By Becky McCall
Medscape Medical News
June 12, 2009 (Berlin, Germany) — The platelet-stimulating drug romiplostim (Nplate) prevents a significant number of splenectomies in patients with immune thrombocytopenia (ITP), according to phase?3 study data presented here at the 14th Congress of the European Hematology Association.

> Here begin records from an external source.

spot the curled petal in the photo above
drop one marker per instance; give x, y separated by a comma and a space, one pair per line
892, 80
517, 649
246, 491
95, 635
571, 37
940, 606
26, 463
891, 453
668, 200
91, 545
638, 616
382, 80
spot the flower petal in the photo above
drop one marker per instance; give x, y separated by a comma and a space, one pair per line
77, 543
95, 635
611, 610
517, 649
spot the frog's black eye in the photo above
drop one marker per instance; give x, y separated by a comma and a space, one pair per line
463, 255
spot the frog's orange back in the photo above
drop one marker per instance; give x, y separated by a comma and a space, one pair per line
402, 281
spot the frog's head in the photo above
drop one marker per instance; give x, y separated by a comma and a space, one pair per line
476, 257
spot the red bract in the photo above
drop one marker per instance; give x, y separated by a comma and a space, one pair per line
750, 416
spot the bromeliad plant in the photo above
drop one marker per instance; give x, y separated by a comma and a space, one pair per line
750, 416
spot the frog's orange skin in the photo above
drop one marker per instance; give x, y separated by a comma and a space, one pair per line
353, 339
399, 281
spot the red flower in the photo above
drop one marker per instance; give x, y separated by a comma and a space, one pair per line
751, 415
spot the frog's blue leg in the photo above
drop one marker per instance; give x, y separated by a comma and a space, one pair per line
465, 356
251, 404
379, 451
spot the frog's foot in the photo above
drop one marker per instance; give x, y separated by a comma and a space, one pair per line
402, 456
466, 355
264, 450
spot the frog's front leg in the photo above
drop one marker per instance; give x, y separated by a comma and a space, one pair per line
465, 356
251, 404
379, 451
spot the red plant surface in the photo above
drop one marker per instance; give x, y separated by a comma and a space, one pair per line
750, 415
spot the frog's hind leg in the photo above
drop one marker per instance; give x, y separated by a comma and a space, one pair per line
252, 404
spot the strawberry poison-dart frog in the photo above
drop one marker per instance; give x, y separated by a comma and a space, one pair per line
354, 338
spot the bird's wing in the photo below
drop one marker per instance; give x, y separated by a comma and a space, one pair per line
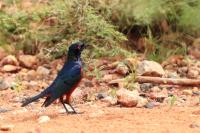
64, 83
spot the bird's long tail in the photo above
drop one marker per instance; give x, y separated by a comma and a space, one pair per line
32, 99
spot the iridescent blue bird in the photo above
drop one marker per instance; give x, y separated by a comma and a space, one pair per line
66, 81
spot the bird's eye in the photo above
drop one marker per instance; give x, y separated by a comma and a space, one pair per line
78, 47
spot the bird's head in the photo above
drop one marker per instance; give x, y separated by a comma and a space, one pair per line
75, 49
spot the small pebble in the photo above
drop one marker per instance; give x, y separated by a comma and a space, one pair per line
149, 105
43, 119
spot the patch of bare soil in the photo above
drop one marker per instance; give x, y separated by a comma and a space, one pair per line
98, 117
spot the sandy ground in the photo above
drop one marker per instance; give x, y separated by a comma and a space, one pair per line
97, 117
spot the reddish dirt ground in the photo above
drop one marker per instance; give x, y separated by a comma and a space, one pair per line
97, 117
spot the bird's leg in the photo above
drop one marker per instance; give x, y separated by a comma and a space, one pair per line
61, 100
74, 111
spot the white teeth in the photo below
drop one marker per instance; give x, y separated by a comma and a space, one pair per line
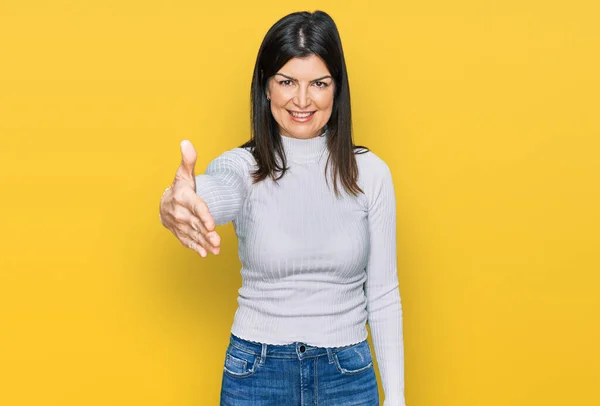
300, 115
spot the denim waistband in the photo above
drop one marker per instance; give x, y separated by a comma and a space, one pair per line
294, 350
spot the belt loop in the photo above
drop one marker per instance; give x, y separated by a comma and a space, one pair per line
330, 355
263, 354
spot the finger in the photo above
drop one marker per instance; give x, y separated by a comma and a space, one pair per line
200, 210
209, 236
201, 238
191, 244
188, 162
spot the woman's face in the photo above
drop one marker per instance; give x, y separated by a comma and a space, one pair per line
301, 94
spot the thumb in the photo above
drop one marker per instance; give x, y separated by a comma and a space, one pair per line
188, 162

Results show that 8% of patients taking the trial drug underwent surgery, compared with 35% of patients treated with standard-of-care (SOC) therapies (odds ratio, 0.17; 95% confidence interval [CI], 0.06 - 0.36). Treatment failure, another primary end point, occurred in 12% of patients in the romiplostim group, compared with 27% of the SOC group (odds ratio, 0.37; 95% CI, 0.12 - 0.74).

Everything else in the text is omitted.